Runtime: Support .NET 5 on Apple Silicon with Rosetta 2 emulation

Created on 18 Nov 2020  ·  21Comments  ·  Source: dotnet/runtime

Apple has announced plans to transition its Mac hardware line to a new Arm64-based chip that they refer to as “Apple Silicon”.

Initial .NET support will be through .NET running on the Rosetta 2 emulator. Longer term native support for Apple Silicon is planned for .NET 6.

While it is hoped that Rosetta 2 emulation will just work, the .NET runtime is complicated and real issues will make this a non-trivial task.

Current known issues

  • [ ] Apple Silicon uses a 16K memory page size. The .NET 5 stack probe code doesn't handle this yet. #45226. Per Apple this only affects the DTK and is fixed on M1 Silicon.
  • [ ] Rosetta 2 emulation crashes with a fatal failure when calling with thread_get_state x86_FLOAT_STATE64. This is because the emulator does not emulate AVX support, but the function should simply return an error.
  • [ ] Rosetta 2 emulation doesn't populate exceptionState.__trapno for other kernel entry than hardware exceptions (for example for syscalls).
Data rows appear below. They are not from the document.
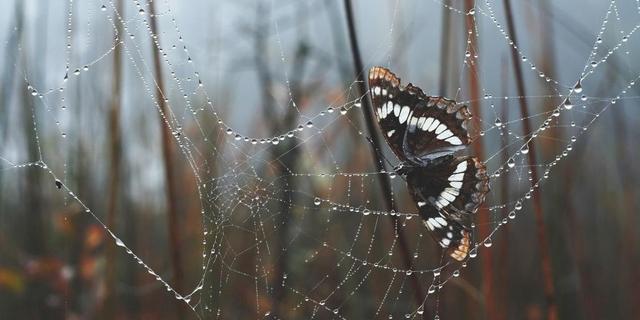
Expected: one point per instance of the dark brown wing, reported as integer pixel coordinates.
(418, 128)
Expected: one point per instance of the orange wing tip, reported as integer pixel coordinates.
(383, 74)
(462, 251)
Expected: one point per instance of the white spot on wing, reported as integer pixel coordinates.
(447, 196)
(404, 113)
(433, 125)
(427, 123)
(445, 134)
(462, 167)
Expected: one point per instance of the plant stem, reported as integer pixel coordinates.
(547, 272)
(167, 152)
(385, 184)
(483, 213)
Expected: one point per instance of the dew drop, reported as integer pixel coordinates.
(518, 205)
(567, 104)
(578, 87)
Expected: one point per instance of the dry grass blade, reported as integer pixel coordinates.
(484, 219)
(547, 272)
(385, 184)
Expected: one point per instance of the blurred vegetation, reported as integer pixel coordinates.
(141, 117)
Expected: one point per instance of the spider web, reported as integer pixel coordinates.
(282, 170)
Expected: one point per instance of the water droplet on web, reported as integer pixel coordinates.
(578, 87)
(567, 104)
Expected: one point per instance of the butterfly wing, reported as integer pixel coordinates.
(387, 98)
(417, 127)
(446, 193)
(437, 127)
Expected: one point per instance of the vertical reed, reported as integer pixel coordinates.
(484, 219)
(173, 224)
(547, 271)
(115, 157)
(385, 184)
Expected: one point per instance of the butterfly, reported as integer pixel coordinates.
(425, 133)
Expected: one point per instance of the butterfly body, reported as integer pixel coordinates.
(425, 132)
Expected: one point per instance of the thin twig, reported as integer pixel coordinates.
(385, 184)
(167, 153)
(484, 219)
(547, 272)
(115, 147)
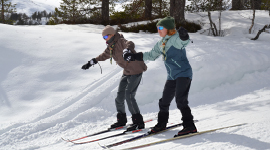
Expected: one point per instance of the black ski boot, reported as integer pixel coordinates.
(138, 122)
(188, 123)
(162, 122)
(187, 130)
(121, 120)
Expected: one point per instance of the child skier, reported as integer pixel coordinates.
(172, 48)
(130, 79)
This means we fail to inject code necessary for garbage collection and sometimes deadlock.
  • [ ] With #45226 & https://github.com/janvorli/runtime/commit/aee81acd99b9c0e6a406bad3b98c278669c7cc67 19 runtime tests are failing under Rosetta 2 emulation which pass on macOS native x64
Team Epic arch-arm64 area-VM-coreclr os-mac-os-x-big-sur runtime-coreclr

Most helpful comment

@sdmaclea I'm the main developer of Rosetta 2, and I'm particularly interested in the last item that you mention:

Several hundred runtime tests are failing under Rosetta 2 emulation which pass on macOS native x64

What's the simplest set of commands I can run on a runtime checkout to see these failures? I'm not completely clear on which combination of Release/Debug components I should be using.

All 21 comments

I couldn't figure out the best area label to add to this issue. If you have write-permissions please help me learn by adding exactly one area label.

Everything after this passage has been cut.